Tracking healthcare metrics in the age of value-based payment, what to know

Perhaps the biggest value-based challenge on the finance side is the lack of a single set of metrics by which to gauge quality.

The Department of Health and Human Services threw down the gauntlet in late January when Secretary Sylvia Burwell announced its intention to increase value-based purchasing dramatically in the next few years.

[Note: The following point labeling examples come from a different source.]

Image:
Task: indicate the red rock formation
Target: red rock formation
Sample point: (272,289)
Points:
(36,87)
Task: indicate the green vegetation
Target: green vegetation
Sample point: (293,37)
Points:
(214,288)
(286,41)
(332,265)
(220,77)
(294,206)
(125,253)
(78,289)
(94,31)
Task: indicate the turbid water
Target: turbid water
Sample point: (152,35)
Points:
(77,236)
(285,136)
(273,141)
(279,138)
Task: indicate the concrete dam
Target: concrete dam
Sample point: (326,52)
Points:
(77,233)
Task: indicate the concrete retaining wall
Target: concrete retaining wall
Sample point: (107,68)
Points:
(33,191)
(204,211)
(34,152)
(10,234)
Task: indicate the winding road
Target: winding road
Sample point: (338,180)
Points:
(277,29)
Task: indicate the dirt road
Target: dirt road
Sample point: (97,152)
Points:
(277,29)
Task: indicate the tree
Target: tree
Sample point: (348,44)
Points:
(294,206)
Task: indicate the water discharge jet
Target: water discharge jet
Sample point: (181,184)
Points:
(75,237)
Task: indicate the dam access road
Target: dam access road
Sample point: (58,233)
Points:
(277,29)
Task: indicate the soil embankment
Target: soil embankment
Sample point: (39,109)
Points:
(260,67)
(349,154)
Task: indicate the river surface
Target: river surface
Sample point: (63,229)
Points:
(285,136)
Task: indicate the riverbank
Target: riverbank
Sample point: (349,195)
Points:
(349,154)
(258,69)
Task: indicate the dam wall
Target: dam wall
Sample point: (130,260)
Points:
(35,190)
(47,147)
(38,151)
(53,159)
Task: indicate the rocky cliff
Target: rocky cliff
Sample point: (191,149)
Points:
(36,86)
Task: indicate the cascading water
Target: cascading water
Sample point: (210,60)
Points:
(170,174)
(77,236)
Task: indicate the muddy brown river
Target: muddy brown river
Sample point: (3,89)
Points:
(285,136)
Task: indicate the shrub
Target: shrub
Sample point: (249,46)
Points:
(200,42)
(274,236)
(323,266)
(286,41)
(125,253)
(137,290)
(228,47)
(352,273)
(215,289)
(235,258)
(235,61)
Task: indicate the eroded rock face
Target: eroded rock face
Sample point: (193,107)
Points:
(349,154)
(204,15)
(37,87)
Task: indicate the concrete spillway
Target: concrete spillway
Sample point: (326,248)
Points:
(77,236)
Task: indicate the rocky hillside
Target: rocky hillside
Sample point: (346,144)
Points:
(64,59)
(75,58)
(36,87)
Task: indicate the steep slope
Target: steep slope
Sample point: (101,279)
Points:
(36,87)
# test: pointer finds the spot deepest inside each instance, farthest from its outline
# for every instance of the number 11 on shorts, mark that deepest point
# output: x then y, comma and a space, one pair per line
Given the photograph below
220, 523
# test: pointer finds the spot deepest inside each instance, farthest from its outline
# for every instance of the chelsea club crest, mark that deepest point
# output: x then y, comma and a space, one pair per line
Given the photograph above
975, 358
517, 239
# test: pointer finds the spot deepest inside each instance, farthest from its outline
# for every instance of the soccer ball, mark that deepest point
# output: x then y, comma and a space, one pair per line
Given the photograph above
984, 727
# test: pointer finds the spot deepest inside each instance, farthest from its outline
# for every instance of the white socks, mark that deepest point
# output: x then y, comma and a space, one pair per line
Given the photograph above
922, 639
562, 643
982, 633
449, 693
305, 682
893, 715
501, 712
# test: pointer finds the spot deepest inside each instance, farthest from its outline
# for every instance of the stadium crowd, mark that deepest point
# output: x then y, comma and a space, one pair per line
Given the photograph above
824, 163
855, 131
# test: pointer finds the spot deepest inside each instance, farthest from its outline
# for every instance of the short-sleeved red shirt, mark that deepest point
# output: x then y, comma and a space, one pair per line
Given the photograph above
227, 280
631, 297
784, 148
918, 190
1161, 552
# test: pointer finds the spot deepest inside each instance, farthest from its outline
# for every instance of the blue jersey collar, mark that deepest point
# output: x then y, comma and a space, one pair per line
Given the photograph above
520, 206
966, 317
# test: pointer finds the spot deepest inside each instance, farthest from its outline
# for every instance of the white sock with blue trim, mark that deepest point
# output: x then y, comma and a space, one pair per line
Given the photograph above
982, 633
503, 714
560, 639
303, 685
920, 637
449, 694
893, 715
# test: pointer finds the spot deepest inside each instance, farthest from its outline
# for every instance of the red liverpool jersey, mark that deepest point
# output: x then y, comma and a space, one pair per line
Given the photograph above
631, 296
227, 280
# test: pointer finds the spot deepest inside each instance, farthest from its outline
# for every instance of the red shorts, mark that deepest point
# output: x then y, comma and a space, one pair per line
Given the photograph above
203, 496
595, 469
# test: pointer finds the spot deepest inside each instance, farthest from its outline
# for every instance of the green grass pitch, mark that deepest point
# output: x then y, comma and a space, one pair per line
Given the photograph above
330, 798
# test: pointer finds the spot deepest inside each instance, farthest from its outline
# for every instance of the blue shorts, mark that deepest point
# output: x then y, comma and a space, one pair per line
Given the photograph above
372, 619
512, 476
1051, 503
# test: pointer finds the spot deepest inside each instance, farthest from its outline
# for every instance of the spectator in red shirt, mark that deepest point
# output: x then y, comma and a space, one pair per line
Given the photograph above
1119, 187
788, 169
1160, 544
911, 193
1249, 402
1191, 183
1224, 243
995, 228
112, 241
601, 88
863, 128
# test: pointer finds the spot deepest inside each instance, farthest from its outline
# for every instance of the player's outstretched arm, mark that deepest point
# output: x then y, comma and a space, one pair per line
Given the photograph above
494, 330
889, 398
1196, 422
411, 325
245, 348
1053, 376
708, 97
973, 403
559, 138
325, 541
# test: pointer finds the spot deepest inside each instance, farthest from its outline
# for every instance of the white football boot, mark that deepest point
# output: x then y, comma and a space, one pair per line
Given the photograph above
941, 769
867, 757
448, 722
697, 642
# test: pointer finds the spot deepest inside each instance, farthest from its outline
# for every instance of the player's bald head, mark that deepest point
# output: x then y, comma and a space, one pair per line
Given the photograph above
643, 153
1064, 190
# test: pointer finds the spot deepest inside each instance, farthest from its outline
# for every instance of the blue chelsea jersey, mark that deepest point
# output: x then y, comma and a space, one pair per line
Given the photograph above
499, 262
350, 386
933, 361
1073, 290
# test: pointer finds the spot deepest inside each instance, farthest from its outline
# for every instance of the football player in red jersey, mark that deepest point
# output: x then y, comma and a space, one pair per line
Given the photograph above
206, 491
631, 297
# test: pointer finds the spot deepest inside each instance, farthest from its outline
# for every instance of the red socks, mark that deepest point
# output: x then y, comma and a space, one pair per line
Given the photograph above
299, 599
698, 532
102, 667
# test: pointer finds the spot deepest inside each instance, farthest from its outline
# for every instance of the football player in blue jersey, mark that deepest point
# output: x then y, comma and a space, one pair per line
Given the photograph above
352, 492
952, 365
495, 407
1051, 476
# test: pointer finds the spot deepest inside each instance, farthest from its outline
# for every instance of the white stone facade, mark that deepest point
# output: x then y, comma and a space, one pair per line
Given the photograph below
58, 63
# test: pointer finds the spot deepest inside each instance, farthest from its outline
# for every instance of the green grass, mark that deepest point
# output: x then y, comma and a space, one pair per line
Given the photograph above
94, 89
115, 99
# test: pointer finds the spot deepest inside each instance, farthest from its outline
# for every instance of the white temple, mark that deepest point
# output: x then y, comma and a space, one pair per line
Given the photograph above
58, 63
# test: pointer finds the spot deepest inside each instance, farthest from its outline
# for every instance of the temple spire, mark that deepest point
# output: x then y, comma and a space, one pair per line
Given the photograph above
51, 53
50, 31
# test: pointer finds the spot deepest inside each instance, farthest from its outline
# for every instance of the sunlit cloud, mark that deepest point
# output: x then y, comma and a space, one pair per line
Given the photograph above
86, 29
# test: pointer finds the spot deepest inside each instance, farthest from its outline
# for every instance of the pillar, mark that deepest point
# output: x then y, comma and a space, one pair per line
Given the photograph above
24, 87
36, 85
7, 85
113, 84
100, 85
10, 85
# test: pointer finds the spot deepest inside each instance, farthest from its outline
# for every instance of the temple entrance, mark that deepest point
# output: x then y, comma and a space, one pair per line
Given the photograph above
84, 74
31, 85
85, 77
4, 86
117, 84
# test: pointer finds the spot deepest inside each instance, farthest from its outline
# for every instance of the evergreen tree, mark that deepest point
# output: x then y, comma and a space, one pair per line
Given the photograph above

HHS plans to move its payment system to 30 percent value-based in 2016 and 50 percent by 2018. It also plans to have 95 percent of fee-for-service plans include some sort of value and efficiency components by 2018.

The industry has slowly been moving in this direction for some time, nudged further by the Affordable Care Act. But what does it mean for hospital CFOs trying to build budgets based on schizophrenic payment systems? Volume will no longer be king when it comes to gauging success and financial planning.

The core challenge when converting to a value-based, rather than fee-for-service, system is the lack of consistency in payment measures. Unlike a set fee for a particular DRG code, value is much more ethereal.

“Physicians and hospitals are doing things routinely but don’t really know what the ultimate outcomes are,” said Doug Fenstermaker, managing partner and executive vice president of healthcare for Warbird Consulting Partners, LLC. “If they did hip replacement surgery, how do they know if the patient was better or worse off after doing it? There are more questions than answers right now.”